Secara anatomis telinga terbagi menjadi telinga luar, telinga tengah
dan telinga dalam. Telinga luar terdiri dari daun telinga dan liang telinga
sampai membran timpani. Daun telinga terdiri dari tulang rawan elastin
dan kulit. Liang telinga berbentuk huruf S, dan tulang rawan pada
sepertiga bagian luar, sedangkan dua pertiga bagian dalam rangkanya
terdiri dari tulang, dengan panjang 2,5 – 3 cm.1
Pada sepertiga bagian luar kulit liang telinga terdapat banyak
kelenjar serumen ( modifikasi kelenjar keringat ) dan rambut. Kelenjar
keringat terdapat pada seluruh kulit liang telinga. Pada dua pertiga bagian
dalam hanya sedikit dijumpai kelenjar serumen. Serumen memiliki sifat
antimikotik dan bakteriostatik dan juga repellant terhadap serangga.  1

Gambar 1. Anatomi Telinga.

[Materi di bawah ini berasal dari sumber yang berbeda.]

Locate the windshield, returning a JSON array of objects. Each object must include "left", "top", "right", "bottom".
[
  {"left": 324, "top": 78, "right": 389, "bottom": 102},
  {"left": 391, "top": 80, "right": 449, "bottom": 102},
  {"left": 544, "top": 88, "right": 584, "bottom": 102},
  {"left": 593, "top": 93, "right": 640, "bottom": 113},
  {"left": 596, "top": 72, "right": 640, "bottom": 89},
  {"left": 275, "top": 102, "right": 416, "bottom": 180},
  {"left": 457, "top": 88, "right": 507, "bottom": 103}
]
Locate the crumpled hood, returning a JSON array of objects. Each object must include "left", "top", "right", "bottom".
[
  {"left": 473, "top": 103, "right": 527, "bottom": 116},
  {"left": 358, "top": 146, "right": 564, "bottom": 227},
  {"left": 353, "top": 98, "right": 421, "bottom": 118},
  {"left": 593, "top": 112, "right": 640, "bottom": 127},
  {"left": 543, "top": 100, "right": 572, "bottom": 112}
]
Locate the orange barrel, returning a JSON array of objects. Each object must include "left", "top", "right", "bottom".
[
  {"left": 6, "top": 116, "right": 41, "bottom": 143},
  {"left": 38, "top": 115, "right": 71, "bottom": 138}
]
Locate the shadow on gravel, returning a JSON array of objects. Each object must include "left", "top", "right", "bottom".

Available at:


http://livehumanbody.souriadvb.com/anatomy-ear-pdf/. Accesed on: April,
14 2017.
Telinga tengah berbentuk kubus dengan, batas luar: membran
timpani, batas depan: tuba eustachius, batas bawah: vena jugularis (bulbus
 jugularis), batas belakang: aditus ad antrum, kanalis fasialis pars vertikalis,
 batas atas: tegmen timpani, batas dalam: kanalis semi sirukularis
horizontal; kanalis fasialis; tingkap lonjol; tingkap bundar; promontorium.

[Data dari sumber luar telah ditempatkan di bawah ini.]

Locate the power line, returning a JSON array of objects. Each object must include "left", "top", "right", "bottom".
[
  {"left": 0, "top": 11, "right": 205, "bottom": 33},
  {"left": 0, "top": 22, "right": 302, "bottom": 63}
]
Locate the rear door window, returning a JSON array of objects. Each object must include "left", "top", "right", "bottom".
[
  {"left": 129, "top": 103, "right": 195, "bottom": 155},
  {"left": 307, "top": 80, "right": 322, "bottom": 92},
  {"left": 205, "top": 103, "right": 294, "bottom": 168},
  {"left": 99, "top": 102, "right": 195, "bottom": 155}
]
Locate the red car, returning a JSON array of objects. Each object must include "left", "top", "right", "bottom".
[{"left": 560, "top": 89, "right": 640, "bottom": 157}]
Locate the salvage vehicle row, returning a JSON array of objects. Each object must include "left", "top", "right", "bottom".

Membrana timpani berbentuk bundar dan cekung bila dilihat dari arah
liang telinga dan terlihat oblik terhadap sumbu liang telinga. Bagian atas
disebut pars flaksida (membran sharpnell), sedangkan bagian bawah
 pars tensa (membran propria). Pars flaksida hanya berlapis dua, yaitu
 bagian luar adalah lanjutan epitel kulit liang telinga dan bagian dalam
dilapisi oleh sel kubus bersilia, seperti epitel mukosa saluran nafas. Pars
tensa mempunyai satu lagi di tengah, yaitu lapisan yang terdiri dari serat
kolagen dan sedikit serat elastin yang berjalan secara radier di bagian
luar dan sirkuler pada bagian dalam. Tulang pendengaran didalam
telinga saling berhubungan. Prosessus longus maleus melekat pada
membran timpani, maleus melekat dengan inkus, dan inkus melekat pada
stapes. Stapes terletak pada tingkap lonjong yang berhubungan dengan
koklea. Hubungan antar tulang-tulang pendengaran merupakan
 persendian. Tuba eustachius termasuk dalam telinga tengah yang
 1
menghubungkan daerah nasofaring, dengan telinga tengah.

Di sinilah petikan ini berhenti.